While the Affordable Care Act (ACA) has received criticism nationwide, criminal justice reformers say affordable health care for ex-prisoners is an important component to criminal justice.
“One of the biggest pieces of justice reform in a generation was set in place by President Obama,” according to the American Civil Liberties Union (ACLU). According to Newsweek Magazine, there is no direct connection between the ACA, also known as Obamacare, and jails or prisons. However, “Obamacare stands to alleviate one of the most troubling aspects of incarceration—how ex-offenders, once released, receive affordable health care,” said the Magazine.
According to the San Francisco Chronicle, to assist newly released inmates from San Francisco County Jail, last January, Sheriff Ross Mirkarimi introduced legislation to the Board of Supervisors that would make it standard protocol for the sheriff’s office to help inmates sign up for Obamacare.
“The San Francisco Sheriff’s Department will be one of the first county jail systems in the nation that’s officially designated to enroll inmates,” Mirkarimi said in a San Francisco Chronicle article.
Obamacare would save taxpayers millions of dollars by reducing the number of newly released people who receive treatment in emergency rooms, according to the San Francisco Sheriff’s Department.
“Enhancing access to integrated health care for the uninsured is not only a wise public health move, but it’s also wise public safety strategy,” Mirkarimi said in the Chronicle. “There is nexus between repeat incarceration and poor chronic health, especially people suffering with mental illness or substance addiction.”
According to the Chronicle, when inmates were released and needed medical or mental health care, they had to fend for themselves. Often, that process led them back to jail or prison, as they were unable to find affordable health care.
“Health care for former inmates should be viewed as a public safety issue”
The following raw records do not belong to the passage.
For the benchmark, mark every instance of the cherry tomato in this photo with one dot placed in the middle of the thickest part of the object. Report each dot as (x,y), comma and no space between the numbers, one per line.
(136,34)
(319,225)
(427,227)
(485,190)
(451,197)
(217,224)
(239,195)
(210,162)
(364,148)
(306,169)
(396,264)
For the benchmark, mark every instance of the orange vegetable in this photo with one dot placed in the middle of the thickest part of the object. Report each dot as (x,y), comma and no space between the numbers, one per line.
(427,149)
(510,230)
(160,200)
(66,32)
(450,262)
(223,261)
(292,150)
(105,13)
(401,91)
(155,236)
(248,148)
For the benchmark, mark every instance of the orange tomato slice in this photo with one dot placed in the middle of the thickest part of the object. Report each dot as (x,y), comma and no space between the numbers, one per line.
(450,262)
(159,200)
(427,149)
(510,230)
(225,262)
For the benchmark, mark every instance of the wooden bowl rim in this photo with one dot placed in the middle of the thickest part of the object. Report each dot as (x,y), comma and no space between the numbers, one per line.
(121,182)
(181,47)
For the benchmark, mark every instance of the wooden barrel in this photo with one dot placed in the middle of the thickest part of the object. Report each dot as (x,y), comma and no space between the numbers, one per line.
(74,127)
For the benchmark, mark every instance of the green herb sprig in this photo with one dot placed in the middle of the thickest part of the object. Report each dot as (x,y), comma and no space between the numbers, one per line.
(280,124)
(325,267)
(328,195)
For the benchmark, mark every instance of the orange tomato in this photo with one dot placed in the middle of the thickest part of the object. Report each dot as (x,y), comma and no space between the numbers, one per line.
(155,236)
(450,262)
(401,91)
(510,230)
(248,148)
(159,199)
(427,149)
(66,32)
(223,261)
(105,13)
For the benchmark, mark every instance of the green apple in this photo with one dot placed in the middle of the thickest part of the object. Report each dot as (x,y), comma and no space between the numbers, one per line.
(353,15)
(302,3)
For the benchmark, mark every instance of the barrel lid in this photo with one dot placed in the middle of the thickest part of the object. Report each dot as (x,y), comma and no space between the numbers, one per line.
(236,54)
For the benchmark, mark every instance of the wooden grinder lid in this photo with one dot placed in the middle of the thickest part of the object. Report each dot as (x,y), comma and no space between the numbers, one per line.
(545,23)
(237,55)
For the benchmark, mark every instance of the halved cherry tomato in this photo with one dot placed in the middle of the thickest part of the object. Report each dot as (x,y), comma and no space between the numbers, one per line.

Under Mirkarimi’s plan, the city will save about $2,500 per year for each inmate it enrolls, as county jail inmates are more likely to have chronic conditions such as hypertension, diabetes, asthma and arthritis, as well as substance abuse and mental problems, according to the sheriff’s department.
“Health care for former inmates should be viewed as a public safety issue,” said Jeanne Woodford, former warden of San Quentin Prison and senior fellow at Berkeley’s Chief Justice Earl Warren Institute on Law and Social Policy, in the Chronicle.
The U.S. has had an “epidemic of incarceration over the last four decades,” said Josiah Rich, professor of medicine and epidemiology at Brown University.
Rich said there is little argument over why the national prison population soared from a stable 200,000 inmates to over 2,000,000 in the past few decades. He said that President Ronald Reagan defunded federal mental health programs more than three decades ago and as a result, many people landed on the streets. Today, many of those make their beds in prisons and jails.
According to Rich, in the early 1980s, the number of inmates began to skyrocket as many of the patients were not treated, and were picked up by the criminal justice system.
“We just take them to the end of incarceration, and drop them off a cliff and say ‘good luck,’” Rich said in Newsweek. If all you have is a hammer, pretty soon, everything looks like a nail.